THE PHOSPHOLIPASE D PATHWAY MEDIATES THE EXPRESSION OF PRO-INFLAMMATORY CYTOKINES AND CYCLOOXYGENASE-2 IN RETINAL PIGMENT EPITHELIUM CELLS EXPOSEDTO HIGH GLUCOSE CONCENTRATIONS

TENCONI, PAULA ESTEFANÍA; BERMÚDEZ, VICENTE; ORESTI, GERARDO MARTÍN; GIUSTO, NORMA MARÍA; SALVADOR, GABRIELA ALEJANDRA; MATEOS, MELINA VALERIA

Buenos Aires

Simposio; Frontiers in Bioscience 3; 2018

Investigación en Biomedicina de Buenos Aires ? CONICET ? Instituto Partner de la Sociedad Max Planck (IBioBA-CONICET-MPSP)

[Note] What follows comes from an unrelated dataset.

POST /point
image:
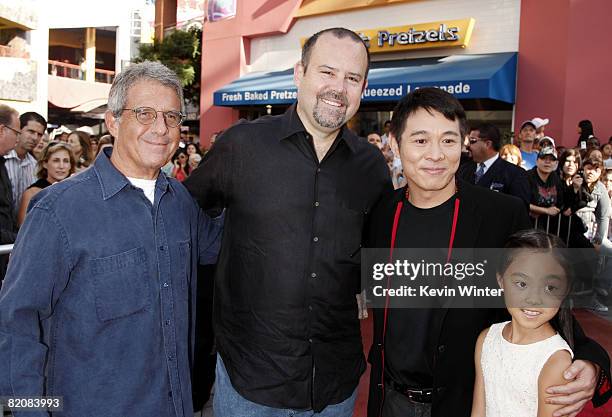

Diabetic retinopathy (DR) is the leading cause of vision loss in the working age population in which oxidative stress, chronic hyperglycemia and inflammation are key players in its pathogenesis.The aim of the present work is to study the role of classical phospholipases D (PLD1 and PLD2) in retinal pigment epithelium (RPE) cells exposed to high glucose (HG) concentrations.Human RPE cell lines ARPE-19 and D407 were exposed to normal glucose concentration (NG, 5.5 mM) or to HG concentrations (16.5 or 33 mM) for 4, 24 or 72 h.To study the role of classical PLDs and the ERK1/2 pathway cells were pre-incubated for 1 h with EVJ (VU0359595, 0.15 μM) to inhibit PLD1 activity, with APV (VU0285655-1, 0.5 μM) to inhibit PLD2 or with U0126 (10 µM) to inhibit the MEK/ERK1/2 pathway, prior to cell exposure to HG. Our results demonstrate that exposure to HG increases reactive oxygen species levels and caspase-3 cleavage and reduces cell viability. In addition, HG exposure for 4 h induces early and concatenated events, as PLD, ERK and nuclear factor kappa B (NFκB) activation. NFκB activation induced by HG correlates with the increment in pro-inflammatory interleukins (IL-6 and IL-8) and cyclooxygenase-2 (COX-2) mRNA levels. The effect of selective pharmacological PLD1 and PLD2 inhibitors demonstrates that ERK1/2 and NFκB activation depends on both PLD isoforms. Besides, the increment in IL-6 and COX-2 mRNA levels induced by HG is inhibited to control levels in cells pre-incubated with both PLD inhibitors and the inhibition of classical PLDs and the MEK/ERK1/2 pathway prevents the loss of cell viability and caspase-3 activation induced by HG.In conclusion, our findings constitute the first evidence that PLD1 and PLD2 participate in the inflammatory response of RPE cells exposed to HG, pointing to the use of these signaling enzymes as potential therapeutic targets for DR treatment.